Colin Moses – Chairman of POA Prison Officers Association 2002-2011


The Prison Reform Trust (PRT) is, in their own words, ‘an independent UK charity working to create a just, humane and effective penal system‘.

They have recently released a six minute film called ‘Talking Justice : Talking Sense’ presenting the case for prison as a last resort, as prisons reach close to capacity.

There are some poignant messages and certainly some food for thought as the loopholes and pitfalls of the current system are highlighted, and they make for some grave results.

The conclusion is finding alternatives. Restorative Justice comes up as one positive suggestion as Peter Woolf, a man who spent 18.5 years in prison and committed thousands of crimes finally found the will to change after facing his last victim Will Riley, in a meeting that changed both of their lives. For the better.

Take six minutes to watch the film HERE.

There is also a chance to hear each contributor speak for two minutes each HERE.

There must be…There are alternatives and these are being demonstrated in other countries but we seem so fascinated, obsessed with locking people up in this country from a very early age and for quite minor offences that we lose sight of the fact that prison should be for serious offenders and only that justifies the expense.’

Paul Tidball

President, Prison Governors Association 2006 – 2010

‘It shouldn’t become a big private industry that trades on people’s misery. It shouldn’t be an alternative welfare state where the vulnerable, the mentally ill and the illiterate founder away for years on end with no hope of rehabilitation.’

Shami Chakrabarti

Director, Liberty


Article: ‘Prison leaves 17,000 children separated from their mothers’.
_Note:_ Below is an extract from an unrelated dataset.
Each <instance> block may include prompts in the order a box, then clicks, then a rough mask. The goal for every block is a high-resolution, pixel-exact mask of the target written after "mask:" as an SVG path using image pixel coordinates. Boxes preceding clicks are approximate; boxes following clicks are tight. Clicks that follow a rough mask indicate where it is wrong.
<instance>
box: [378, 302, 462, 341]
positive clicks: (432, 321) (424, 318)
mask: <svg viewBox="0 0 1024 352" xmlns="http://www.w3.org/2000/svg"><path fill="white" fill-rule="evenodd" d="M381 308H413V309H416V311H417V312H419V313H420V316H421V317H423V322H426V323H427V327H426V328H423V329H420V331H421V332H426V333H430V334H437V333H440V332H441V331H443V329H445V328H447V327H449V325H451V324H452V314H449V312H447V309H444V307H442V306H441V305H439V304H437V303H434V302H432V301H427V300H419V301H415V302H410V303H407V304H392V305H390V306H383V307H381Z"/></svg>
I came across this GUARDIAN ARTICLE whilst doing some research. It was published a couple of months ago, and details the statistics from research undertaken by the Howard League – a penal reform trust.

The report, called ‘The Voice of a Child’, showed that over 17,000 children were separated from their mothers in England and Wales in 2010.

                                                 IMAGE: THE GUARDIAN

The consequences cause ‘long term emotional, social and psychological damage’ for the children because of restrictions on visiting hours which are mainly only allowed during daytimes when children should be at school.

The Howard League also found that many of the mothers were imprisoned for non-violent offences, which could have been punished in the community, meaning that 11,000 of these cases would not have lead to the separation of mother and child.

The matter is also affected by the number of women who are in prison awaiting trial, only to be found not guilty.

The Howard League suggests that mothers should be placed in secure units that can provide better visiting hours, and also to end the imprisonment of those who are convicted of non-violent offences.